Sublime par endroits, intelligent toujours, La Forêt oubliée est, à parler sans détour, un film relativement / très soporifique. C’est l’oeuvre d’un cinéaste rare, Kohei Oguri, cinq films en 25 ans. Deux titres : L’Aiguillon de la mort (prix du jury à Cannes en 90), L’Homme qui dort -ce dernier est une référence absolue pour Katsuhito Ishii, réalisateur du génial The Taste of tea, qui fut l’élève de Oguri. Tous les deux d’ailleurs partagent une certaine idée du cadre comme petit lieu clos, bulle sans fenêtres où tout est question d’échelle. La Forêt oubliée, comme The Taste of tea, regorgent de jeux sur la disproportion.
Qu’est-ce que cette « Forêt oubliée » ? C’est une forêt enterrée d’abord, comme l’indique le titre original. On la découvre dans une petite de montagne, à la suite d’un glissement de terrain : une éruption volcanique l’avait laissée intacte. En cette ville, un faisceau de récits s’écoule jusqu’à ce rejoindre dans l’entrelacs des arbres de la forêt retrouvée. Récits d’enfants, qui s’inventent un monde en rêves ; récits d’adultes, ou de vieux, égrenage de souvenirs. Un cadavre exquis peu à peu se coud sur la matière vaporeuse des images, car tout le film tend à ceci : faire entrer les personnages-conteurs à l’intérieur d’une rêverie méditative sur le rapport (d’échelle) de l’homme à la nature.
Le film trouve très vite son lieu : il est dans le titre. Une forêt se songes où il vient s’échouer, usé par le point de croix narratif et la planante-attitude de la mise en scène.

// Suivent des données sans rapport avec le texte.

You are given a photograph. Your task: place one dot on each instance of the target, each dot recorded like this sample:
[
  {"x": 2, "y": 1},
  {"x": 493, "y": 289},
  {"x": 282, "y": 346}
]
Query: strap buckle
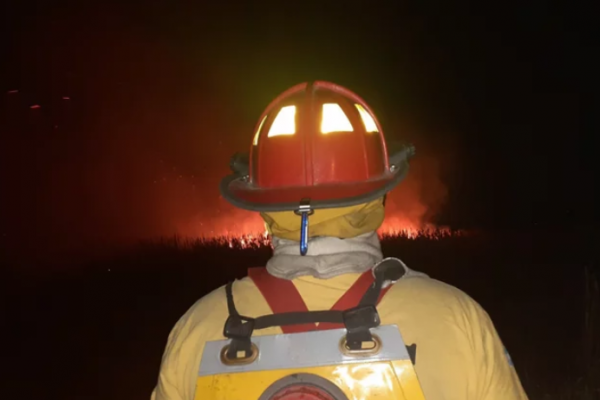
[{"x": 304, "y": 210}]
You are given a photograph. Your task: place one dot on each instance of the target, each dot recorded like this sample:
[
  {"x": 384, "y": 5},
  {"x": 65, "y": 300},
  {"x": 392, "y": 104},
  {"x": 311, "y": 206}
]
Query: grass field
[{"x": 98, "y": 331}]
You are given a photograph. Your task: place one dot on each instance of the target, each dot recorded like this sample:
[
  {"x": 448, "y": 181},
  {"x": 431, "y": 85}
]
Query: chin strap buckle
[{"x": 304, "y": 210}]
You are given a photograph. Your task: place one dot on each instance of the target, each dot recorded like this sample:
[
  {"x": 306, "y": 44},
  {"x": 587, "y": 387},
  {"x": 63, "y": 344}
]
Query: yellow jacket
[{"x": 459, "y": 354}]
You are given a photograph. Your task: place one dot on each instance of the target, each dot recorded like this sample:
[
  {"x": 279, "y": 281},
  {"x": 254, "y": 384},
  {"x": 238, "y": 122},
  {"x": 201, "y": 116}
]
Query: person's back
[{"x": 335, "y": 264}]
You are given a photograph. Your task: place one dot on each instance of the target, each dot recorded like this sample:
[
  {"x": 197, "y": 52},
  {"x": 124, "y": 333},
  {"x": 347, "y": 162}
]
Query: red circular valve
[
  {"x": 303, "y": 386},
  {"x": 302, "y": 392}
]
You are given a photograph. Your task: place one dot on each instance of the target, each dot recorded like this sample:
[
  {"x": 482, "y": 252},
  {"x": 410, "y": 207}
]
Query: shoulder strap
[
  {"x": 282, "y": 297},
  {"x": 353, "y": 297}
]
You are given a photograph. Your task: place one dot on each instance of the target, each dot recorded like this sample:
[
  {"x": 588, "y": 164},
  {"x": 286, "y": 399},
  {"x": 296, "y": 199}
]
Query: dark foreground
[{"x": 98, "y": 332}]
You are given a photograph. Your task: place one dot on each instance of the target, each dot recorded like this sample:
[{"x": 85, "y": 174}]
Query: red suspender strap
[
  {"x": 281, "y": 295},
  {"x": 352, "y": 297}
]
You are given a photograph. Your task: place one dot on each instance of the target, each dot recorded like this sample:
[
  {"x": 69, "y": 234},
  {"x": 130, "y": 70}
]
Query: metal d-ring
[{"x": 239, "y": 361}]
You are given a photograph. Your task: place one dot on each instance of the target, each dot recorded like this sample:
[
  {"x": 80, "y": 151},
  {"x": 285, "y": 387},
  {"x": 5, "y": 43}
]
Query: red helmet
[{"x": 317, "y": 144}]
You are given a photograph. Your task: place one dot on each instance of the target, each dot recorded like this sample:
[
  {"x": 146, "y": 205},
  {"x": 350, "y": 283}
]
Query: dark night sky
[{"x": 494, "y": 98}]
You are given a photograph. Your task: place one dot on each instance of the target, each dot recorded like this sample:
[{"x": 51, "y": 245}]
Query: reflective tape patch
[{"x": 305, "y": 349}]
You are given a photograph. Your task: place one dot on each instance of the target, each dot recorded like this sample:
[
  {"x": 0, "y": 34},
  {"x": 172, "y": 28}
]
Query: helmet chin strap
[{"x": 304, "y": 210}]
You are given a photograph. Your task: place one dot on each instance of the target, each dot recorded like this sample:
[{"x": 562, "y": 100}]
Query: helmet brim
[{"x": 240, "y": 192}]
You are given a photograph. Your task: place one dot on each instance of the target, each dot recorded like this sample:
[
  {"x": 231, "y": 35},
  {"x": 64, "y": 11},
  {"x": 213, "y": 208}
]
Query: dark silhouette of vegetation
[{"x": 99, "y": 331}]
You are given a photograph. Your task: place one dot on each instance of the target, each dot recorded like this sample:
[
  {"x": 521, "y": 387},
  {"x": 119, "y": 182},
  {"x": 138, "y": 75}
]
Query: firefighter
[{"x": 330, "y": 317}]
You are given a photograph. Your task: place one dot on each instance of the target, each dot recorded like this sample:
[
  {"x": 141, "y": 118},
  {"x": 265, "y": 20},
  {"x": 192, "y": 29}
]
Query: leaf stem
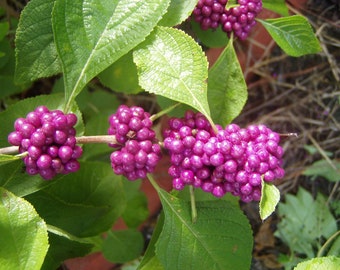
[
  {"x": 193, "y": 204},
  {"x": 165, "y": 111},
  {"x": 326, "y": 244}
]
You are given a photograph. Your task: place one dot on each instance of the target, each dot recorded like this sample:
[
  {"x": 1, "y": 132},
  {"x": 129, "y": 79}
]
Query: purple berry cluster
[
  {"x": 210, "y": 14},
  {"x": 138, "y": 152},
  {"x": 233, "y": 160},
  {"x": 48, "y": 137}
]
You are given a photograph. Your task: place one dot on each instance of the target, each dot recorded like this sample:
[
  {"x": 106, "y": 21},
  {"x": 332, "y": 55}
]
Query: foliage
[{"x": 131, "y": 47}]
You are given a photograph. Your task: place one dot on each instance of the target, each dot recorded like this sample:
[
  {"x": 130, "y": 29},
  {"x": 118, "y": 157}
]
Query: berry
[
  {"x": 137, "y": 151},
  {"x": 48, "y": 137}
]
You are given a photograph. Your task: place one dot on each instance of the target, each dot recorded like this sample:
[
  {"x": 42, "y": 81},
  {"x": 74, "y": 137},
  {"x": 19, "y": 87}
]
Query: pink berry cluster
[
  {"x": 138, "y": 151},
  {"x": 233, "y": 160},
  {"x": 238, "y": 19},
  {"x": 48, "y": 137}
]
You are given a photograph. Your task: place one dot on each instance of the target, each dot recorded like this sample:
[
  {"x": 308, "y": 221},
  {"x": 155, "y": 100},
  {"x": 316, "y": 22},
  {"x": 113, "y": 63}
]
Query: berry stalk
[{"x": 80, "y": 140}]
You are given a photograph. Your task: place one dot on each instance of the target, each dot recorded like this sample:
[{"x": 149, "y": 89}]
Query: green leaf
[
  {"x": 304, "y": 221},
  {"x": 123, "y": 246},
  {"x": 324, "y": 169},
  {"x": 36, "y": 54},
  {"x": 269, "y": 199},
  {"x": 227, "y": 89},
  {"x": 211, "y": 38},
  {"x": 84, "y": 203},
  {"x": 172, "y": 64},
  {"x": 121, "y": 76},
  {"x": 323, "y": 263},
  {"x": 278, "y": 6},
  {"x": 335, "y": 247},
  {"x": 150, "y": 260},
  {"x": 91, "y": 35},
  {"x": 21, "y": 108},
  {"x": 14, "y": 179},
  {"x": 293, "y": 34},
  {"x": 221, "y": 238},
  {"x": 61, "y": 249},
  {"x": 178, "y": 11},
  {"x": 23, "y": 234}
]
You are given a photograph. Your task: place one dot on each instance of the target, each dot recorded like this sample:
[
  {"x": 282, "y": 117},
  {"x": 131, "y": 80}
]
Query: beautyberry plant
[
  {"x": 99, "y": 53},
  {"x": 138, "y": 150},
  {"x": 238, "y": 19},
  {"x": 233, "y": 160}
]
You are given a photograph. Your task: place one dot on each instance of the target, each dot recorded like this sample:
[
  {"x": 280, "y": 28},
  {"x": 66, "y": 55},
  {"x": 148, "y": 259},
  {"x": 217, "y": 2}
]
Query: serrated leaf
[
  {"x": 269, "y": 199},
  {"x": 227, "y": 89},
  {"x": 221, "y": 238},
  {"x": 7, "y": 158},
  {"x": 323, "y": 263},
  {"x": 305, "y": 221},
  {"x": 84, "y": 203},
  {"x": 136, "y": 210},
  {"x": 212, "y": 38},
  {"x": 14, "y": 179},
  {"x": 121, "y": 76},
  {"x": 36, "y": 54},
  {"x": 324, "y": 169},
  {"x": 4, "y": 27},
  {"x": 178, "y": 11},
  {"x": 23, "y": 234},
  {"x": 123, "y": 245},
  {"x": 278, "y": 6},
  {"x": 91, "y": 35},
  {"x": 293, "y": 34},
  {"x": 172, "y": 64}
]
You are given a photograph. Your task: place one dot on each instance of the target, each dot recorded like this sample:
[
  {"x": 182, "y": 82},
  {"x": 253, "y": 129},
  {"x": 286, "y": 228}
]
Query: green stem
[
  {"x": 193, "y": 204},
  {"x": 60, "y": 232},
  {"x": 165, "y": 111},
  {"x": 326, "y": 244}
]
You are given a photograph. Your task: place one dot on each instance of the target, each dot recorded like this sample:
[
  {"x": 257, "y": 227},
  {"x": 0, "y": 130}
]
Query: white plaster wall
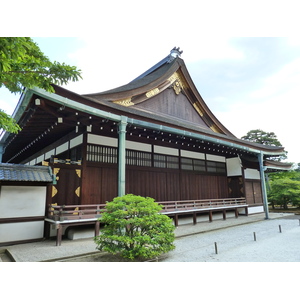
[
  {"x": 10, "y": 232},
  {"x": 138, "y": 146},
  {"x": 101, "y": 140},
  {"x": 22, "y": 201},
  {"x": 215, "y": 158},
  {"x": 252, "y": 174},
  {"x": 62, "y": 148},
  {"x": 255, "y": 210},
  {"x": 76, "y": 141},
  {"x": 191, "y": 154},
  {"x": 234, "y": 167},
  {"x": 166, "y": 150}
]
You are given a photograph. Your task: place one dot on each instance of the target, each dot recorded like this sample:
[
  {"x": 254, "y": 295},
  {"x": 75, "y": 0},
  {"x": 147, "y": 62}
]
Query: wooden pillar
[
  {"x": 59, "y": 235},
  {"x": 195, "y": 218},
  {"x": 176, "y": 220},
  {"x": 224, "y": 214},
  {"x": 122, "y": 156},
  {"x": 236, "y": 212},
  {"x": 210, "y": 216},
  {"x": 97, "y": 228}
]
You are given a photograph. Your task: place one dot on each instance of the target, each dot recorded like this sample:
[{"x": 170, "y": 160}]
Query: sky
[{"x": 243, "y": 61}]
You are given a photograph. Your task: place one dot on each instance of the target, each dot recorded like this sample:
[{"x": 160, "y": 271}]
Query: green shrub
[{"x": 134, "y": 228}]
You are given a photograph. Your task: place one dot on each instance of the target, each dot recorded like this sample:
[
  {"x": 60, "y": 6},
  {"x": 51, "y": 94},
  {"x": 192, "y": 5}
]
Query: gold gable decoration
[{"x": 124, "y": 102}]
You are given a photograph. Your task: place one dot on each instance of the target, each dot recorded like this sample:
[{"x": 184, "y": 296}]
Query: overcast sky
[{"x": 248, "y": 82}]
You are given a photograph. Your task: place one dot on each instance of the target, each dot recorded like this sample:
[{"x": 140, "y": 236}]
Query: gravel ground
[{"x": 237, "y": 244}]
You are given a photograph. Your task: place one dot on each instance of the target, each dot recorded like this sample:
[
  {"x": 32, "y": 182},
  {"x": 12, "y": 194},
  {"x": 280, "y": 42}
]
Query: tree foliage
[
  {"x": 284, "y": 191},
  {"x": 23, "y": 64},
  {"x": 134, "y": 228},
  {"x": 265, "y": 138},
  {"x": 7, "y": 123}
]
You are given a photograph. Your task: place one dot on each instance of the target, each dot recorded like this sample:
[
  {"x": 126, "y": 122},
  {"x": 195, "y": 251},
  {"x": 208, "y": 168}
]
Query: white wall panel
[
  {"x": 22, "y": 201},
  {"x": 10, "y": 232},
  {"x": 234, "y": 167}
]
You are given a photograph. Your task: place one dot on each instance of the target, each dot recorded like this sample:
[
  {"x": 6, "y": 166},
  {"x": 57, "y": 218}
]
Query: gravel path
[{"x": 237, "y": 244}]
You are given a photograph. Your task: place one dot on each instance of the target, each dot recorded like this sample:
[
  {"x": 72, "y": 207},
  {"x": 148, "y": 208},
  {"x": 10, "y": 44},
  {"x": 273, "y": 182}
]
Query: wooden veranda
[{"x": 62, "y": 216}]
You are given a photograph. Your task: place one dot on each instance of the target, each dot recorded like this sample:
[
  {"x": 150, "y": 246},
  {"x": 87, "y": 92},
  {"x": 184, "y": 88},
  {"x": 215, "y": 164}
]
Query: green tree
[
  {"x": 284, "y": 191},
  {"x": 23, "y": 64},
  {"x": 7, "y": 123},
  {"x": 134, "y": 228},
  {"x": 265, "y": 138}
]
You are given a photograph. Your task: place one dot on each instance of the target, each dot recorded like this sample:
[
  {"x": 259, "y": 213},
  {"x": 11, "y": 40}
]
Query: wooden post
[
  {"x": 176, "y": 220},
  {"x": 195, "y": 218},
  {"x": 210, "y": 216},
  {"x": 224, "y": 214},
  {"x": 97, "y": 228},
  {"x": 236, "y": 212},
  {"x": 59, "y": 235}
]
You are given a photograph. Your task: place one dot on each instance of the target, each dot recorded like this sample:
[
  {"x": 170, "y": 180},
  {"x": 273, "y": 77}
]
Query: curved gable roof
[{"x": 167, "y": 74}]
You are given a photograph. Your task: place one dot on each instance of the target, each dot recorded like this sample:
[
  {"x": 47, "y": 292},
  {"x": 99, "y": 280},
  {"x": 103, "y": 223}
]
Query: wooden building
[
  {"x": 154, "y": 136},
  {"x": 23, "y": 193}
]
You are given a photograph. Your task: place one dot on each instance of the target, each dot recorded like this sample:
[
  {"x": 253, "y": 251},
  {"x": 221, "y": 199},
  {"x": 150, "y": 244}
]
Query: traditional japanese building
[{"x": 154, "y": 136}]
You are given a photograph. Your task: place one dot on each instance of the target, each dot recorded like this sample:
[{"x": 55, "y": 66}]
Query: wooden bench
[
  {"x": 73, "y": 215},
  {"x": 63, "y": 216}
]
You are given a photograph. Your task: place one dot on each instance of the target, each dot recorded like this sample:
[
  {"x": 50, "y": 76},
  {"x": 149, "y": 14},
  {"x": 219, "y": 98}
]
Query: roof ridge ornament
[{"x": 175, "y": 52}]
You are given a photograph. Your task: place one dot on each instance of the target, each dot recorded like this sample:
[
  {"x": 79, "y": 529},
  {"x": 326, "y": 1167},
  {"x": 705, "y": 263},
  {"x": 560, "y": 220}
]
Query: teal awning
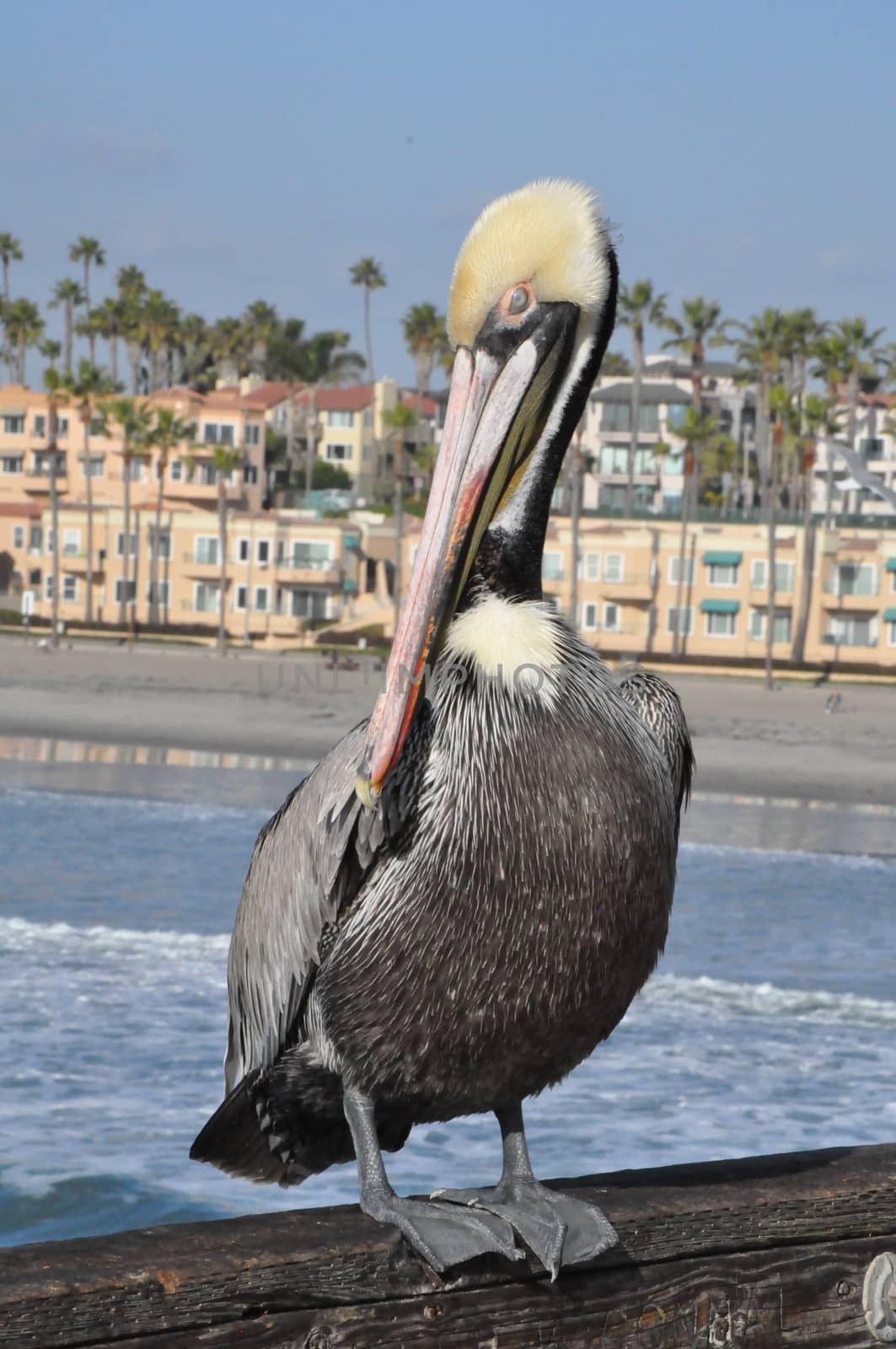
[
  {"x": 720, "y": 606},
  {"x": 722, "y": 559}
]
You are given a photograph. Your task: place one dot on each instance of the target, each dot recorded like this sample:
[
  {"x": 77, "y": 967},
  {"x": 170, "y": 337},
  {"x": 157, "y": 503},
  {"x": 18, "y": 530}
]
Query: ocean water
[{"x": 770, "y": 1024}]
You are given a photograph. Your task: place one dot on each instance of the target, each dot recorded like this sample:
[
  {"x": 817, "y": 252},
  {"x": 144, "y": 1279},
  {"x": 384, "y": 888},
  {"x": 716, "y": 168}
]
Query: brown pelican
[{"x": 464, "y": 896}]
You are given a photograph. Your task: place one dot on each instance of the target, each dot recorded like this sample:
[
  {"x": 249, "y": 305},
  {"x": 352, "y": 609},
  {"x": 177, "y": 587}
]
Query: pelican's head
[{"x": 530, "y": 312}]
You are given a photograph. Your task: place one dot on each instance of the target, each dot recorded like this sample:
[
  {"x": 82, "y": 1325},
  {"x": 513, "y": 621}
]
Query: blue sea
[{"x": 770, "y": 1025}]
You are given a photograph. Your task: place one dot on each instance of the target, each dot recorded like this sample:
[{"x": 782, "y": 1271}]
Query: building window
[
  {"x": 783, "y": 626},
  {"x": 783, "y": 575},
  {"x": 206, "y": 598},
  {"x": 164, "y": 594},
  {"x": 316, "y": 557},
  {"x": 217, "y": 433},
  {"x": 675, "y": 570},
  {"x": 164, "y": 544},
  {"x": 552, "y": 567},
  {"x": 206, "y": 550},
  {"x": 721, "y": 625},
  {"x": 683, "y": 626},
  {"x": 851, "y": 631},
  {"x": 855, "y": 579}
]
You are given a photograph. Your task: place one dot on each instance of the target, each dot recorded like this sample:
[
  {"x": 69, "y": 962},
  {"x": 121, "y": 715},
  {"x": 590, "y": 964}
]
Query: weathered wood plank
[{"x": 691, "y": 1238}]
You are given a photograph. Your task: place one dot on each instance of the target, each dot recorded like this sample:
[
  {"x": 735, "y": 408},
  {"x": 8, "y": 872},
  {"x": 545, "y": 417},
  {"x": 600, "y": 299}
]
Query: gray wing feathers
[{"x": 297, "y": 880}]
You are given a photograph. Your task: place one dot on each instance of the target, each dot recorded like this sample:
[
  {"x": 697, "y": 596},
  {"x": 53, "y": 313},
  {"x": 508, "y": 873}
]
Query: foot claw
[
  {"x": 559, "y": 1231},
  {"x": 442, "y": 1234}
]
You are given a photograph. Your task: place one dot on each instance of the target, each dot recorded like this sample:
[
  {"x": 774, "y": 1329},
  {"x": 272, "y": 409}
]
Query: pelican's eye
[{"x": 516, "y": 301}]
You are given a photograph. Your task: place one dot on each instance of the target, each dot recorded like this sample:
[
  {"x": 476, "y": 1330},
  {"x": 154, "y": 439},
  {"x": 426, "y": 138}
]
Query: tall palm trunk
[
  {"x": 222, "y": 550},
  {"x": 157, "y": 544},
  {"x": 400, "y": 526},
  {"x": 126, "y": 567},
  {"x": 807, "y": 577},
  {"x": 88, "y": 478},
  {"x": 368, "y": 344},
  {"x": 67, "y": 317},
  {"x": 54, "y": 526},
  {"x": 637, "y": 343}
]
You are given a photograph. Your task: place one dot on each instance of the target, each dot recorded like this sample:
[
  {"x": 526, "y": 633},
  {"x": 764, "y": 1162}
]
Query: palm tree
[
  {"x": 87, "y": 389},
  {"x": 862, "y": 352},
  {"x": 260, "y": 323},
  {"x": 91, "y": 325},
  {"x": 54, "y": 384},
  {"x": 226, "y": 460},
  {"x": 831, "y": 359},
  {"x": 158, "y": 325},
  {"x": 639, "y": 307},
  {"x": 24, "y": 328},
  {"x": 110, "y": 327},
  {"x": 10, "y": 251},
  {"x": 168, "y": 432},
  {"x": 134, "y": 422},
  {"x": 399, "y": 420},
  {"x": 368, "y": 274},
  {"x": 819, "y": 417},
  {"x": 87, "y": 251},
  {"x": 67, "y": 294}
]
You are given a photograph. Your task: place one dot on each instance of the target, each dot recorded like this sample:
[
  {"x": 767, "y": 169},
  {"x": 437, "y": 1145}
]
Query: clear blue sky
[{"x": 236, "y": 152}]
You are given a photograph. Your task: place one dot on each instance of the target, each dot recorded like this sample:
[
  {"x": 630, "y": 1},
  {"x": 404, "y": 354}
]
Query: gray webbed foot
[
  {"x": 561, "y": 1231},
  {"x": 440, "y": 1233}
]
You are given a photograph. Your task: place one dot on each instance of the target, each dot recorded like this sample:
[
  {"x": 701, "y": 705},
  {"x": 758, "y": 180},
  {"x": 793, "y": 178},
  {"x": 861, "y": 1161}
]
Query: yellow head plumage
[{"x": 548, "y": 234}]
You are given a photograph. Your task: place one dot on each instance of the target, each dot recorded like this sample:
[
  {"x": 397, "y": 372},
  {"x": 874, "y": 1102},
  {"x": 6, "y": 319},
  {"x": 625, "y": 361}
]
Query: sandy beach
[{"x": 748, "y": 741}]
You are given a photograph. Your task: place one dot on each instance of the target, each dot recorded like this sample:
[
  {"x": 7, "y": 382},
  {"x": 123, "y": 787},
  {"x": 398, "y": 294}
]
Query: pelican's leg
[
  {"x": 559, "y": 1229},
  {"x": 443, "y": 1234}
]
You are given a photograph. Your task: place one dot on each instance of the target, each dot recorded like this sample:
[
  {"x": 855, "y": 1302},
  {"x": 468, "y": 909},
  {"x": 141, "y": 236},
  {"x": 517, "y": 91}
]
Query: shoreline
[{"x": 748, "y": 741}]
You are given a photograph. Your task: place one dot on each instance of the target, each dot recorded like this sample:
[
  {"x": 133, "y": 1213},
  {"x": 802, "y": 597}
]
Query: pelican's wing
[
  {"x": 309, "y": 860},
  {"x": 660, "y": 708}
]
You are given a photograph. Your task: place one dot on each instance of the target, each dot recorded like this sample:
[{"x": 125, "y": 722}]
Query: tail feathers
[{"x": 266, "y": 1135}]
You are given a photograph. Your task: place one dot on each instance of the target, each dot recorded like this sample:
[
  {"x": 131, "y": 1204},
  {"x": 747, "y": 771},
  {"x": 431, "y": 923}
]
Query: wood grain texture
[{"x": 763, "y": 1251}]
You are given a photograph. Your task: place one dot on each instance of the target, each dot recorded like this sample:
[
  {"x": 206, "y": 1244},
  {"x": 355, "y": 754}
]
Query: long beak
[{"x": 494, "y": 416}]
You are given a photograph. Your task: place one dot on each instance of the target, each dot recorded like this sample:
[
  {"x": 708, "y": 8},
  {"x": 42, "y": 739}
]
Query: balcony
[
  {"x": 307, "y": 573},
  {"x": 200, "y": 567},
  {"x": 637, "y": 590}
]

Là, tout est prodige : une procession fait s’envoler petites montgolfières de toutes formes, revenir à la vie une baleine des temps enfuis. Oguri est très fort ici, comme scénographe et pas seulement : derrière chaque image il y a une pensée en retrait, en retrait comme si elle ne voulait pas abîmer la belle disharmonie, le calme tissu des images qu’elle habite. Un peu pompeux, un peu solennel, le film s’égare toutefois et perd souvent en route son spectateur. Il sait aussi, d’un seul coup, lui offrir un instant de sidérante beauté. Ce plan par exemple, vers la fin du film, un plan digne de Godard, un gros plan sur le visage triste d’une jeune fille sur un fond quasi monochrome, tête qui se penche doucement, une poignée de secondes, sublime.